Was sie alle eint, ist das große Bedauern über den Entschluss, den das Betreiberehepaar des Geschäfts in der Reinsfelder Siedlungsstraße gefasst hat. "Am 31. Oktober machen wir hier Schluss", sagt Gabriele Junkes. Ihre Mutter hatte das Geschäft 1952 eröffnet.

Der Frische-Markt ist das einzige noch verbliebene Geschäft in Reinsfeld, auf das die früher gängige Bezeichnung "Tante-Emma-Laden" zutrifft, weil es dort Lebensmittel und andere Dinge für den täglichen Bedarf zu kaufen gibt. Es bleiben ab November in Reinsfeld - mit 2300 Einwohnern immerhin der zweitgrößte Ort in der Verbandsgemeinde Hermeskeil - damit nur noch Bäcker, Metzger und ein Bioladen.
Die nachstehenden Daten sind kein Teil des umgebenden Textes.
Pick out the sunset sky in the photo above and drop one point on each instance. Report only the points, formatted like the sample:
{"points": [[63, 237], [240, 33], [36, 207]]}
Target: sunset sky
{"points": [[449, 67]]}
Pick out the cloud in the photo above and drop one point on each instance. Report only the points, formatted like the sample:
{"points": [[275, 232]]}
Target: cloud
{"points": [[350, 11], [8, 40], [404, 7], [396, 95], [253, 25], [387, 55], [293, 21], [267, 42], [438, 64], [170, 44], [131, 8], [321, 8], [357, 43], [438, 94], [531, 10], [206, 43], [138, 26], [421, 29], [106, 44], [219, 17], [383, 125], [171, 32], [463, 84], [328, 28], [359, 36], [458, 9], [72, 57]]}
"Ist es nicht schrecklich, dass ein so großes Dorf wie Reinsfeld jetzt bald keinen Lebensmittelladen mehr hat?", fragt Elfriede Hanke. Sie wohnt in der Siedlungsstraße, hat immer die kurzen Wege geschätzt und muss nun auch ihre Gewohnheiten ändern. "Ich habe immer spontan und nicht auf Vorrat eingekauft. Jetzt muss ich mir eine lange Liste machen, wenn ich nach Hermeskeil fahre." Immerhin hat Hanke ein Auto. Bei Lotte Großmann ist das anders. Sie ist 90 Jahre alt und sagt: "Ich muss jetzt in Zukunft schauen, wer mich nach Hermeskeil fährt oder mir von dort etwas mitbringt." Christine Boesen ist eine junge Frau und damit auch mobil. "Natürlich weiß ich, wo ich in Zukunft meine Sachen besorgen kann. Aber das Einkaufen wird viel anonymer. Hier hat man sich auch immer unterhalten können, und so viel vom Dorfgeschehen mitbekommen. Das wird nun auch fehlen", sagt sie.
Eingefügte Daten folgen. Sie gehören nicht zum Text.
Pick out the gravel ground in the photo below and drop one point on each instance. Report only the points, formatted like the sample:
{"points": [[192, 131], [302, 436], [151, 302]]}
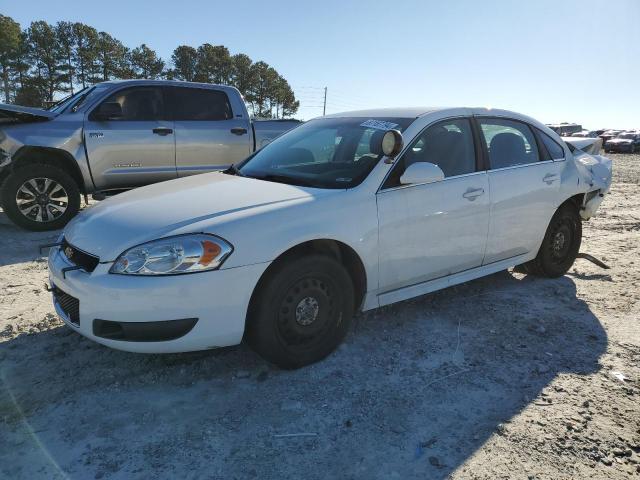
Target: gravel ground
{"points": [[509, 376]]}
Groß jammern wolle er nicht, stellt Eckhard Junkes im TV ausdrücklich fest. Im Laufe der Jahre seien aber immer mehr Reinsfelder zum Einkaufen eher nach Hermeskeil mit seinen Supermärkten - zum Beispiel Kaufland und Rewe - und seinen Discountern wie Lidl und Aldi gefahren, als dies im Ort zu tun. Die Konkurrenz dort war nicht nur wegen der etwas niedrigeren Warenpreise letztendlich zu stark. "Diese größeren Geschäfte sind auch in der Lage, viel längere Öffnungszeiten, zum Beispiel samstags bis 20 Uhr, anzubieten. Das könnten wir uns gar nicht leisten", sagt Junkes. Er schätzt, dass wegen dieser Abwanderungsbewegungen in seinem Geschäft in den vergangenen zehn Jahren die Umsätze etwa um ein Drittel zurückgegangen sind.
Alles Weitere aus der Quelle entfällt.